I think it's odd that LessWrong spends so much time pondering whether or not it should exist! Most blogs don't do that; most communities (online or otherwise) don't do that. And if a person did that, you'd consider her rather abnormal. I view such discussion as noise; or at least a sidebar to more interesting topics.
I disagree that LW can't be useful to anyone who'd understand it. I offer my own experience as an example: it was useful to me in several ways.
LW clinched my own break with religion (particularly the essay "Belief in Belief." )
Eliezer's explanation of quantum physics is very interesting, intuitive, and as far as I know isn't replicated in any textbook.
LW introduced me to futurist topics that I simply hadn't heard of, or realized that sensible people thought about (cryonics, the Singularity).
I met a few real-life friends through LW, for whom I have a lot of respect.
Finally, as far as instrumental rationality goes, LW took the place of two other, lower-quality internet forums in my free-time budget, so I spend more time out of my day trying to be thoughtful, rather than sleazy and goofy.
A couple of common topics on LW aren't all that interesting to me.

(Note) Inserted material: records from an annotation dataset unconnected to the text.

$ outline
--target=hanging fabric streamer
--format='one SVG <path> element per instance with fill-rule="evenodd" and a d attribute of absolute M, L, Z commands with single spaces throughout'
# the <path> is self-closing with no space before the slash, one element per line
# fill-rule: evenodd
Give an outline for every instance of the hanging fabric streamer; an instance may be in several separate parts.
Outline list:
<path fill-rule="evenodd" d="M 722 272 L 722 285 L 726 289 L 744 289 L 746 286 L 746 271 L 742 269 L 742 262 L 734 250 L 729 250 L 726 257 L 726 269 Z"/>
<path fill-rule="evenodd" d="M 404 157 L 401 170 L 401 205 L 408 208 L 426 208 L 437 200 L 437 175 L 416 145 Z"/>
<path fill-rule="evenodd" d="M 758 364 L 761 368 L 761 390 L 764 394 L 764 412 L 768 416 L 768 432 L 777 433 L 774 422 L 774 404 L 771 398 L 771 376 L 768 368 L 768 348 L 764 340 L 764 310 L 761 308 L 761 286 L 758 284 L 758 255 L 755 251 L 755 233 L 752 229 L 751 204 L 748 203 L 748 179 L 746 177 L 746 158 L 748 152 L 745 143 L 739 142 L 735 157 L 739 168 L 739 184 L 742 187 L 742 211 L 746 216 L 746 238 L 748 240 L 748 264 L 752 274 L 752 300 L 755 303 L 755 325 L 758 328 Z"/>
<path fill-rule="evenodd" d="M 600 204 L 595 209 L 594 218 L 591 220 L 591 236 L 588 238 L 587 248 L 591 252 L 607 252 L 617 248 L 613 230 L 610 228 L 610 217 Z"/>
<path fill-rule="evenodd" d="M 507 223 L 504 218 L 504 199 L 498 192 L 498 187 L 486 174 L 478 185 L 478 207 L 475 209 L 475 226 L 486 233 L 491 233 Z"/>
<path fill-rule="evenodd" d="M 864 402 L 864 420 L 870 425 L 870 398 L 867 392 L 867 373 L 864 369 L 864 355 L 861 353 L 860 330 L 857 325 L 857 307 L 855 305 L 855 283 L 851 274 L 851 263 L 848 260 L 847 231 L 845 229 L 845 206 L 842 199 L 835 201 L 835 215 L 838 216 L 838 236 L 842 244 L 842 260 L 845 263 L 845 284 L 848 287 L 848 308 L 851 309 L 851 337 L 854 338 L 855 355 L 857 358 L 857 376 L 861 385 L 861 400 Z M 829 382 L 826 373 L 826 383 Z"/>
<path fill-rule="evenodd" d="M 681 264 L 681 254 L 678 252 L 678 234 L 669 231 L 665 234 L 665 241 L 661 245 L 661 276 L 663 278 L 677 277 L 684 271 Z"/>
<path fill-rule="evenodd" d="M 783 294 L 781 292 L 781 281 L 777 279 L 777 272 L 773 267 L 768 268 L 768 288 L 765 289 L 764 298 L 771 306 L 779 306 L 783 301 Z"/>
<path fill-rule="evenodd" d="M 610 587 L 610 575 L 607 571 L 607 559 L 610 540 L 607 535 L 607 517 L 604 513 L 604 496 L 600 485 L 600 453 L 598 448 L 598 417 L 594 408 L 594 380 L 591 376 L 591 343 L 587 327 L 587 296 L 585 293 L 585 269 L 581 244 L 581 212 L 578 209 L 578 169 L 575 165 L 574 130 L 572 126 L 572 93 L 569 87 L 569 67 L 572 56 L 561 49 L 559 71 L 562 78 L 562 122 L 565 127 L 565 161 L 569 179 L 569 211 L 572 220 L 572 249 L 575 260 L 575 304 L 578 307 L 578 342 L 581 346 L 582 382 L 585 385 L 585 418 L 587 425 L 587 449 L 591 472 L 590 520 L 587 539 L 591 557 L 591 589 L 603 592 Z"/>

Productivity/time management advice just strikes me as a bit of a guilt trip, which I can come up with by myself, thank you very much. I don't like models for how the mind works that aren't based in anything empirical -- I mistrust that sort of thing. (Not that professional researchers don't do the same thing!) I'm not a fan of the periodic gender wars and the oops-someone-mentioned-politics-and-we-all-went-crazy catastrophes. And I have a pet peeve with the local convention of using rather colorless language and speaking in very general terms and second-guessing themselves and each other all the time.
But apart from all that, it's a pretty damn good forum, and it does teach people new things.
Oh come on. You really think the fact that no one else is doing it means it is a bad idea?
And besides, Hacker News also has periodic controversies over the fact that some of its users read it instead of hacking. My guess is that any forum populated by ambitious people will have periodic controversies over whether it should be killed off/re-channeled/etc. And that's a good thing.
That is a good point. Although generally I'm a fan of conformity; it's often a sign that you're doing things right.
Sure, but that should be a very weak heuristic.
If you sample from the set of online communities you know of, you'll tend to see bigger and longer lasting ones more frequently than smaller and shorter-lasting ones. So by conforming with online communities you see, you're making your community larger and longer-lasting. That's not obviously a good thing.